As a draughtsman, Bartoli reproduced the Codice Virgiliano (Rome, Vatican, Bib. Apostolica, Cod. Vat. 3867) in 55 plates (1677; Rome, Calcografia N.), commissioned by Cardinal Camillo Massimo. For Massimo, he also did drawings of ancient Roman paintings and mosaics (Glasgow, U. Lib.). Later, he lived in Paris, where he was introduced at the court of Louis XIV. In 1699, with the engraver Domenico de' Rossi, he produced Romanae Magnitudinis Monumenta, a later edition of the 1637 Antiquae Urbis Splendor by Giacomo Lauro. Bartoli adapted 138 of Lauro's original plates and engraved 16 new ones.

He died in Rome. His plates are chiefly etched.

==Selected works==
Among his works are:
- Admiranda Romanarum Antiquitatum ac veteris Sculptura vestigia; 81 plates.
- Romanae magnitudinis Monumenta; 138 plates.
- Veteres arcus Augustorum triumphis insignes; 52 plates.
- Colonna di Marco Aurelio (Column of Marcus Aurelius); 78 plates.
- Colonna traiana eretta dal Senato, e popolo romano all'imperatore Traiano (Trajan's Column) with Alfonso Ciacconi; (1673) 128 plates.
- Pitture antiche di Roma, e del sepolcro de' Nasoni; (1702) 123 plates.
- The Nozze Aldobrandini; (Roman 1st century Aldobrandini Wedding fresco) two sheets.
- Le pitture antiche delle grotto di Roma; assisted by F. Bartoli; 94 plates, 1680 & 1706.
- Veterum lucernae sepulcrales, collectae ex cavernis et specubus subterraneis, with Alexander Duke and Giovanni Pietro Bellori 1691 & 1704; 119 plates.
- Scenes from the life of St. Peter; after Lanfranco.
- Subjects from Raphael's Bible ; 42 plates.
- Grottesques; after Raphael; inscribed Parerya atque ornamenta in Vaticano; 43 plates.

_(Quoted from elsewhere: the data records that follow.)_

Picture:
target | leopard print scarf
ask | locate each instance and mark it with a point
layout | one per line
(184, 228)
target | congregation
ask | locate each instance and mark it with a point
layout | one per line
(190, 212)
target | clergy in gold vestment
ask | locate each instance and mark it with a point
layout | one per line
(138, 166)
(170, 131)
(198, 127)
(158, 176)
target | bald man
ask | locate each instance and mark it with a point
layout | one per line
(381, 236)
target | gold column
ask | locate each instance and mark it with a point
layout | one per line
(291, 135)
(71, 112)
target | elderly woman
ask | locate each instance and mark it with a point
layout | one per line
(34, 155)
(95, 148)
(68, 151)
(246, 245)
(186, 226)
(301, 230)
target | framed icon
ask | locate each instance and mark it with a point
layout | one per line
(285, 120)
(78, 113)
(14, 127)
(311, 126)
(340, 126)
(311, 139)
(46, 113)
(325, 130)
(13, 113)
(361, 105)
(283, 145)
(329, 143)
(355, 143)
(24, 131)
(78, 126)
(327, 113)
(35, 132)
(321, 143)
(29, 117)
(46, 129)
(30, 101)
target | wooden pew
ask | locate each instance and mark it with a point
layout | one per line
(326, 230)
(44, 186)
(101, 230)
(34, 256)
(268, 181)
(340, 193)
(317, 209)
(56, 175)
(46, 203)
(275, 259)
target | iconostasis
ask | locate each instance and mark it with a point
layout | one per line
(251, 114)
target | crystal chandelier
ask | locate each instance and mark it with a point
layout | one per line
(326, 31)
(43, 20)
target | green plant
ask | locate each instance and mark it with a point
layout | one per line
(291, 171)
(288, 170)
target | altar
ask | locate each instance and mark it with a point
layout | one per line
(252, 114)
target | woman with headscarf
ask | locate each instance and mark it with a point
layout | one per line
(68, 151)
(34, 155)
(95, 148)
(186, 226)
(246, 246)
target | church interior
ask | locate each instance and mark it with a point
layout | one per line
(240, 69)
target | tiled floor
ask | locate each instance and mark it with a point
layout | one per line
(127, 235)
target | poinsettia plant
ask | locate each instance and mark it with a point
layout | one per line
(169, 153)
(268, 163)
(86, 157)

- Antiquissimi Virgiliani Codicis fragmenta et picturae, ex Biblioteca Vaticano;
- Birth of the Virgin; after Albani.
- Virgin and Child in the Clouds; after Ludovico Carracci.
- Coriolanus and his Family and San Carlo Borromeo led by an Angel; after Annibale Carracci.
- Daniel in the Lions' Den; after Pietro da Cortona.
- St. John preaching; after Mola.
- Adoration of the Magi; after Raphael; in three sheets.
- Jupiter nursed by Amalthea; Jupiter hurling thunderbolts at Giants; Hylas carried off by Nymphs; Sophonisba before Masinissa; Continence of Scipio; after Giulio Romano.
- St. Stephen.
- St. Bernard enchaining the Devil; Theatre erected in St. Peter's for a Canonization;
- The sepulchral Monument of Pope Urban VIII.